An accurate CYP2D6 genotyper for laboratory-developed targeted panels.
Cyrius, an open-source tool by Illumina, excels at CYP2D6 genotyping from whole-genome sequencing (WGS) data. However, its reliance on a Gaussian Mixture Model (GMM) trained on WGS coverage patterns from 2,504 samples in the 1000 Genomes Project creates significant limitations for laboratory-developed targeted sequencing panels, whose coverage patterns differ substantially from WGS data.
To overcome this limitation, we developed CyriPanel, an integrated pipeline that combines CNVPanelizer with a modified Cyrius framework. CyriPanel replaces the WGS-dependent GMM with CNVPanelizer's bootstrap-based approach, generating synthetic reference sets directly from panel data. We further optimized variant calling algorithms for high-depth sequencing noise and implemented fallback mechanisms to resolve ambiguous CNV or SV calls. CyriPanel enables accurate CYP2D6 genotyping from targeted sequencing without requiring extensive reference cohorts, making comprehensive pharmacogenomic testing more accessible for clinical laboratories using custom panels.

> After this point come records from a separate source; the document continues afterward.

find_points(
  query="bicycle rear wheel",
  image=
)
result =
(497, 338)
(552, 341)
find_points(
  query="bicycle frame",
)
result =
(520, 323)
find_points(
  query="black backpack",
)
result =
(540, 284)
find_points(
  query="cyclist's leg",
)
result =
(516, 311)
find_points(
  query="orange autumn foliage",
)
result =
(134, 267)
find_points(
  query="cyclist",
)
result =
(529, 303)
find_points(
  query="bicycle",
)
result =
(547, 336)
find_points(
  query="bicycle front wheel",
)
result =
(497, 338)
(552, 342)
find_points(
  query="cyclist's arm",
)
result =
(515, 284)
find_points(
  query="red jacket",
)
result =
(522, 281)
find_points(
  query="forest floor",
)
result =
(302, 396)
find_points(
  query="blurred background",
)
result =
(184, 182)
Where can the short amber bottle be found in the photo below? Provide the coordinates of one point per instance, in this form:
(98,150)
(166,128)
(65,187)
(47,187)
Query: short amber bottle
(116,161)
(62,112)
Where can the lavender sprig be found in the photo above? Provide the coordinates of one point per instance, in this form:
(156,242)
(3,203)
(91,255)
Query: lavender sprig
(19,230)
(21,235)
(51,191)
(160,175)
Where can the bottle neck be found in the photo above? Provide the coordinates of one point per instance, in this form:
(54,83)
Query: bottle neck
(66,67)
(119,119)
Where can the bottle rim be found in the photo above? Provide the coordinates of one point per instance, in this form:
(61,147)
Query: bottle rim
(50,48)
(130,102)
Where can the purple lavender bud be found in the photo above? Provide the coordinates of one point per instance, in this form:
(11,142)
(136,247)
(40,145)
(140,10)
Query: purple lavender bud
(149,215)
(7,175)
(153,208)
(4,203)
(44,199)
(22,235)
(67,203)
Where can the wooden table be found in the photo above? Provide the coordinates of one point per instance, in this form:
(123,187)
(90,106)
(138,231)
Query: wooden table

CyriPanel replaces WGS-dependent GMM with CNVPanelizer, which uses non-parametric bootstrap subsampling to calculate normalized read count ratios without requiring extensive reference cohorts, providing accurate CYP2D6 copy number estimates for targeted sequencing panels.
- To accommodate targeted sequencing variability, the strand-bias filters are relaxed for known noisy variants, and position-specific read thresholds are implemented.
- A dual-validation system compares SNP-based and spacer-based copy number estimates to ensure high-confidence calls of structural variants.
- For ambiguous scenarios, the algorithm preferentially assigns CN=2 over CN=3 when confidence is below the threshold.
- To prevent false positives, CN=1 calling is enhanced with allele fraction validation and increased error parameters.
When initial estimations fail to produce high-confidence genotypes, the system automatically tests other copy number configurations, prioritized by proximity to initial estimates, ensuring robust genotyping in challenging cases.
CyriPanel requires both Python (≥3.6) and R (≥4.0) environments with specific packages.
git clone https://github.com/yourusername/CyriPanel.git
cd CyriPanel
# Using pip
pip install -r requirements.txt
# Or using conda
conda env create -f environment.yml
conda activate cyripanel
Prerequisites:
- R version ≥4.0.0 (check with
R --version) - Bioconductor package manager
# Install R (if not already installed)
# On Ubuntu/Debian:
sudo apt-get install r-base r-base-dev
# On macOS:
brew install r
# Install Bioconductor package manager
Rscript -e "install.packages('BiocManager')"
# Install CNVPanelizer
Rscript -e "BiocManager::install('CNVPanelizer')"
# Test Python dependencies
python3 -c "import numpy, scipy, pysam, statsmodels, pandas; print('✓ Python packages OK')"
# Test R dependencies
Rscript -e "library(CNVPanelizer); cat('✓ R packages OK\n')"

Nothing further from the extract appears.